Midsomer Murders is a difficult programme to fathom. At best, it’s an anachronism; a show cut adrift from its spiritual roots in the gentrified ITV police dramas of the ‘80s and ‘90s (Inspector Morse and The Ruth Rendell Mysteries, for example) and caught in a deluge of better, more contemporaneous detective-based shows. At worst, it’s a patronising, confusing, cliché-ridden mess where low and high culture are uncomfortably thrown together – rather like the private school at the centre of this episode, the first since the departure of John Nettles.
Nettles’s DCI Barnaby is replaced by Neil Dudgeon, playing another DCI Barnaby, whose first case in Midsomer sees him and DS Jones (Jason Hughes) investigating a convoluted case of sex, drugs, vintage sports cars and – of course – a plethora of murders, all set against the background of a girls school on the verge of financial collapse. Struggling not to spot the rather obvious denouement too early, the two detectives raise their eyebrows a lot, smile indulgently at the behaviour of the schoolgirls, chat, take a dog out for a drive and eventually, two hours of tedious television have passed without Barnaby even having the chance to unpack his possessions or his wife from storage.
Given the recent controversy about a lack of diversity in Midsomer Murders, which has seen producer Brian True-May suspended for stating that having ethnic minorities in the cast ‘just wouldn’t work’ and proclaiming the show as ‘the last bastion of Englishness’, an episode set in a boarding school presents an opportunity to move away from the usual, exclusively white and mostly middle-class parallel universe the show inhabits. Perhaps not surprisingly, given True-May’s truly amazing comments, it fails to take this opportunity at every turn.
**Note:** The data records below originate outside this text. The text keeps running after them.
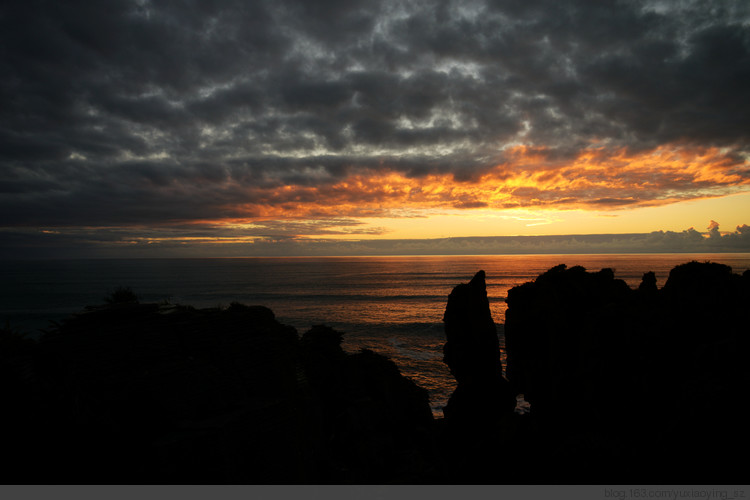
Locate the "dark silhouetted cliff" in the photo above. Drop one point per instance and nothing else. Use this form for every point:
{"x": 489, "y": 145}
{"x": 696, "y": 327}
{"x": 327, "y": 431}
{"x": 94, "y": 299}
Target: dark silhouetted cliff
{"x": 652, "y": 382}
{"x": 145, "y": 393}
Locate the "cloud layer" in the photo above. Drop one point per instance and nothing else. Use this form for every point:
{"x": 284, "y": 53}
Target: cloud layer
{"x": 160, "y": 114}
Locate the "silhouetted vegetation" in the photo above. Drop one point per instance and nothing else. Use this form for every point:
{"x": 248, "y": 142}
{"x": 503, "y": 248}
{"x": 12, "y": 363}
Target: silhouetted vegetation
{"x": 626, "y": 386}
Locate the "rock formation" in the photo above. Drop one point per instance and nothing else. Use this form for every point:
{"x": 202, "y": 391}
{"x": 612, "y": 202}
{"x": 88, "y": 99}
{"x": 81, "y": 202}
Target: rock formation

There are no perceivable black or Asian pupils at the school, and the only two working class ‘scholarship’ girls (played by Daisy Keeping and Gwyneth Keyworth) are treated with genial contempt by the script and the caddish Charlotte Cameron (Clara Paget) alike. Sixth-former ‘Charlie’ is a lacrosse whizz with a sideline in dealing coke at London nightclubs and an unerring knack for looking like a woman in her thirties dressing up saucily for a Back To School party. Although the three girls get the most amusing exchange that a depressingly humourless screenplay has to offer (‘You’re dead!’ ‘Bitch!’ ‘Snobby cow!’ ‘Your mum’s a prozzy!’), they have to be the most unrealistic schoolchildren seen on TV since Jeanette Krankie hung up her cap and blazer.
Even worse is Luke Allen-Gale’s DJ Dave ‘Doggy’ Day, who speaks the worst kind of clichéd sub-Tim Westwood patois. The moment he bumps fists with elderly retired racing driver Peter Fossett (David Warner) is so cringe-worthy it makes Gordon Brown’s banter with JLS on Comic Relief seem credible.
The climax of the story sees the new DCI Barnaby hanging above a threshing machine. It’s hardly a spoiler to say that the latest principal detective in Midsomer survives, but the outcome of Brian True-May’s suspension remains less certain. The fate of the programme he has produced for fourteen years must surely – on the tepid evidence of ‘Death In The Slow Lane’ at least – be similarly in doubt.
Airs at 8pm on Wednesday 23rd March 2011 on ITV1.